É uma confissão, à maneira de Santo Agostinho, na esteira de Rousseau? Ora, não é Santo Agostinho quem Deus não quer, não existe Rousseau sem Voltaire que se veja. Muito humildemente – mas certo do que estava a fazer, não quis ser escrevedor sem tripas – fui-me a ela, à minha vida, pois então, e baralhei sem piedade o vivido e o sonhado, o conhecido e o desconhecido, a dor e a graça. Fui-me a ela, à minha vida, sem medo, com alegria, mas sabendo os riscos que iria correr. Por exemplo, o de o livro não ser lido. Ou o de o livro ser lido por alguém menos perplexo do que eu. Ou o de eu próprio, carne, osso, alma, ser barbaramente agredido, sabe-se lá bem porquê, talvez por ter pisado uma linha vermelha que os meus contemporâneos traçaram para fixar os limites onde me querem autorizar a respirar. Enfim, não fiz uma confissão, saiu-me mesmo o meu testamento. Testamento de pensamentos encontrados ou por encontrar, de palavras simples ou aptas a causar dores de cabeça, de actos ocultos ou confessados.

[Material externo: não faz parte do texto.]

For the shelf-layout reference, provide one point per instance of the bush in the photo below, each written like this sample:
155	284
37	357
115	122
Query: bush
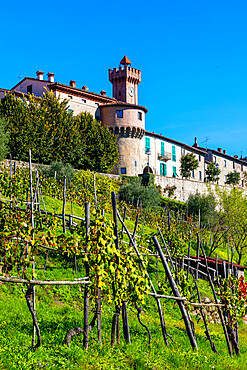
131	191
206	204
4	139
58	168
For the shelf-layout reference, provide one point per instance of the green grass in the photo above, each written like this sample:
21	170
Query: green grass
61	308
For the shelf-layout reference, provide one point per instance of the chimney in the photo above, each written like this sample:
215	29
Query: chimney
50	77
72	83
40	75
195	143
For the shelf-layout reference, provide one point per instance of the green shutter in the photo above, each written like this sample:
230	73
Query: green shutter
147	144
174	153
162	151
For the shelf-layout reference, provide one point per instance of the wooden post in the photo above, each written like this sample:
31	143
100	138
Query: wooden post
216	301
176	294
64	203
86	292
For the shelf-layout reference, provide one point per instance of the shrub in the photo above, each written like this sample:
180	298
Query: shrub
131	191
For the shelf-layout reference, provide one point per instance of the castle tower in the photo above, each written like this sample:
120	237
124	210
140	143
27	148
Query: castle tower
125	118
125	81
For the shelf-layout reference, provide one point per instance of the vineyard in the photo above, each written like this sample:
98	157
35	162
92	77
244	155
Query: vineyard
115	273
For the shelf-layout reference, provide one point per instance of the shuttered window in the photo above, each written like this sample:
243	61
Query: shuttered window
147	144
162	149
163	171
174	153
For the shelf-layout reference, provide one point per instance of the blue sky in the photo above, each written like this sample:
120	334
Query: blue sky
192	54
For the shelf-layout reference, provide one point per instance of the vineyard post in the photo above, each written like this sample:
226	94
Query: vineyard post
64	203
32	222
176	294
197	255
216	301
95	194
86	292
204	319
115	321
162	321
188	264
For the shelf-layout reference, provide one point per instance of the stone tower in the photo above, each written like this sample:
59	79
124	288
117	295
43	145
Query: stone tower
125	81
126	118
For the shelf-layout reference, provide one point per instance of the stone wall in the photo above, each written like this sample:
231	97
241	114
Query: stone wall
186	187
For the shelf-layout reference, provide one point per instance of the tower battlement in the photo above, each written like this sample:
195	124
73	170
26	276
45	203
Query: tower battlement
125	81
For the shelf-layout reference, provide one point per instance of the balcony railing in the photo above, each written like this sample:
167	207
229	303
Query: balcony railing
166	156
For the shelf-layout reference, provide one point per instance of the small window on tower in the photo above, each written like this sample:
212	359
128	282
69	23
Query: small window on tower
30	89
119	114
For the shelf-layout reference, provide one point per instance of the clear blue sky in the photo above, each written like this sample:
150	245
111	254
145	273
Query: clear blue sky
192	54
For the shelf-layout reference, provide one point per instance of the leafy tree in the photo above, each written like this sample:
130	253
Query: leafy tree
233	178
212	172
131	191
234	207
4	139
101	151
188	163
58	170
47	127
205	204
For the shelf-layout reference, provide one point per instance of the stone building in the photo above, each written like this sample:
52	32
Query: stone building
140	151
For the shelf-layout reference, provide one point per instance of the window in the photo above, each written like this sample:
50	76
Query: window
174	153
119	114
162	149
29	89
174	172
147	144
163	170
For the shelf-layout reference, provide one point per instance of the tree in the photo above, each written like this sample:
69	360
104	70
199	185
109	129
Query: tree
132	192
234	206
212	172
4	139
205	204
188	163
46	126
101	151
233	178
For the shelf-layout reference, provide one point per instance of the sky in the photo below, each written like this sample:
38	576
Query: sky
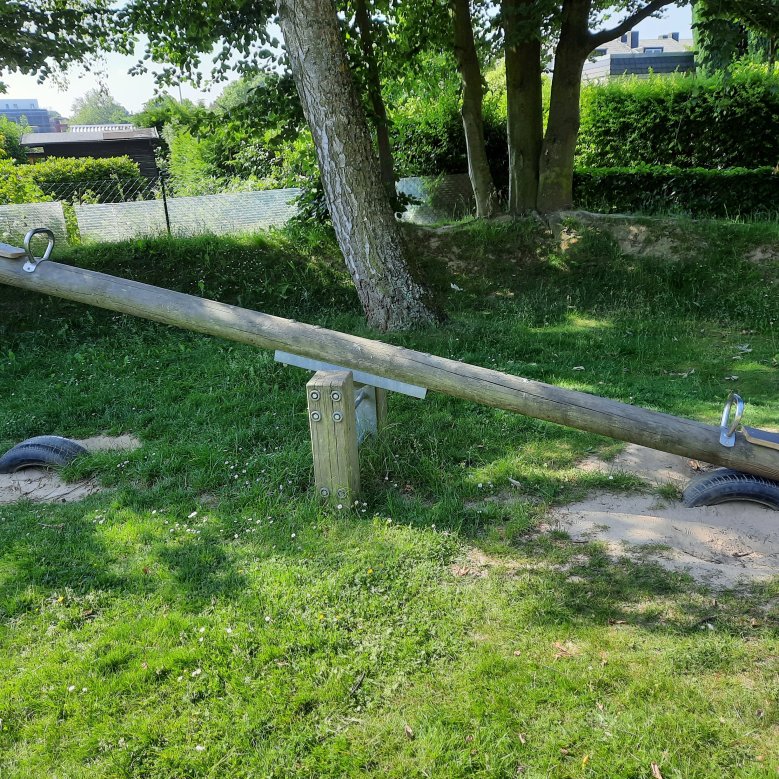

E aqui estou, e aqui fico à vossa disposição, senhoras, senhores, oferecendo o meu usado corpo pelo tempo a balas certeiras. Seja o que vós quiserdes!
FRASES
Nietzsche segundo Alfred Adler: «Um cristão ateu que reinventou a ternura franciscana.»
Lido em Somerset Maugham: «Alguns procuram o Caminho no ópio e outros em Deus, alguns no whisky e outros no amor. Tudo é o mesmo Caminho e não leva a parte alguma.»
«Os velhos já não vivem. Representam/De vivos,muito mal... [...] Ser velho é covardia.» (Teixeira de Pascoaes, «D. Carlos»)
«Não se pode estar zangado com Deus e, ao mesmo tempo, não acreditar n'Ele.» (De uma personagem da série «Dr. House»). Comento: Pascal talvez tivesse preferido dizer que «só é possível estar zangado com Deus quando se tem Deus dentro de nós.»